Most likely the problem was poor quality tube metal or poor quality solder/weld material.
If there is no pencil zinc for the H/E I'd not worry. THAT might offer some protection.
"The mechanic suggested bonding to the H/E to the frame and to the bonding system."
I am unsure what that means: If you connect a wire from the H/E to the frame of that generator you have done all you can. [See below] You do NOT want to run separate wires from the H/E, one to the generator frame and another to the bonding system. Generator ground and any other ground should have a single point of connection to the bonding system. Don't add any others. The problem with an isolated H/E like this is that any protective zincs associated with the bonding system and galvanic corrosion or electrolysis protection are too far away to protect the H/E. That's why for example Detroit water pumps and heat exchangers have local pencil zincs.
I had the H/E apart on my 1972 Hatteras Onan 12 KW generator at age 35...it was starting to run hotter than I liked.... I found the iron ends of the H/E were so overgrown with iron oxide [rust], and maybe mineral deposits from salt water attached as well, it was blocking the water passage through the copper tubes. That H/E is now 42 years old and is still working just fine...no zinc, no bonding....BUT
In all probability your H/E is "bonded" [ Loosely speaking, really grounded] all this means is that it is electrically connected to ground and any bonding system via the mounting bolts. It's easy to check: Test the resistance between any part on the H/E and either the generator or if you prefer either ground or a point in the bonding system. If it IS electrically connected you'll get almost zero resistance way,way less than an ohm....
If you'd like to connect a wire anyway it sure won't hurt anything. You may also find that when you generator is off, salt water drains out of the H/E....if so 99% of the time any electrical condition makes no difference.

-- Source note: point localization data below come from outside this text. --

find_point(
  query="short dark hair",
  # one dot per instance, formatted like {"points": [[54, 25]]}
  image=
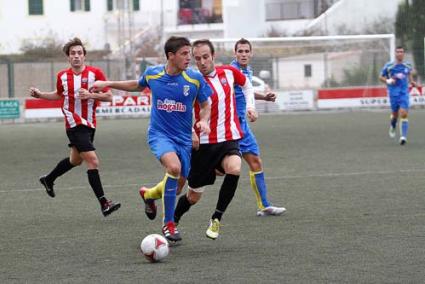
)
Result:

On isolation transformers: Isolation transformers keep most dockside frailities and screw ups of other guys off your boat...like reverse polarity at the shorepower pedestal, dc leaks in the boat next door, lack of zincs on the other guys boat, and so forth. If you like everything bonded, do it whether you have an isolation transformer or not. I have posted several times on the pros and cons and most people like to follow ABYC rules to be safe. If anything, an isolation transformer means you'll be likely to use up your own on board zincs more slowely. But you'll still want to use zincs in some places to help guard against stray current corrosion in the outside water, galvanic corrosion due to different underwater metals on you boat, and the possibility of corrosion due to dc leakage currents on your own boat. In other words, if you liked bonding and local zincs without an isolation transformer, you'll still like them with one.
A prime example of where local zincs are required are to protect bronze alloy propellers from corrosion in the presence of stainless steel shafts...so shaft zincs in the vicinity of the props are always a good idea.
PS: I have been surveying an aluminum hull Burger with the owner of my former Hatt. It may be of interest to note that much of what I said above for a non conducting Hatteras fiberglass hull does NOT apply to metal hulls. Aluminum is more electrically active than typical underwater Hatteras metals like bronze or stainless steel. Burger, for example, electrically ISOLATES all through hull seacocks from everything else. The seacocks are all stainless steel and bronze, very corrosion resistant in themselves, are NOT bonded and NOT zinc protected. But zincs on the shafts and pencil zincs in the main engines are deployed as we have discussed.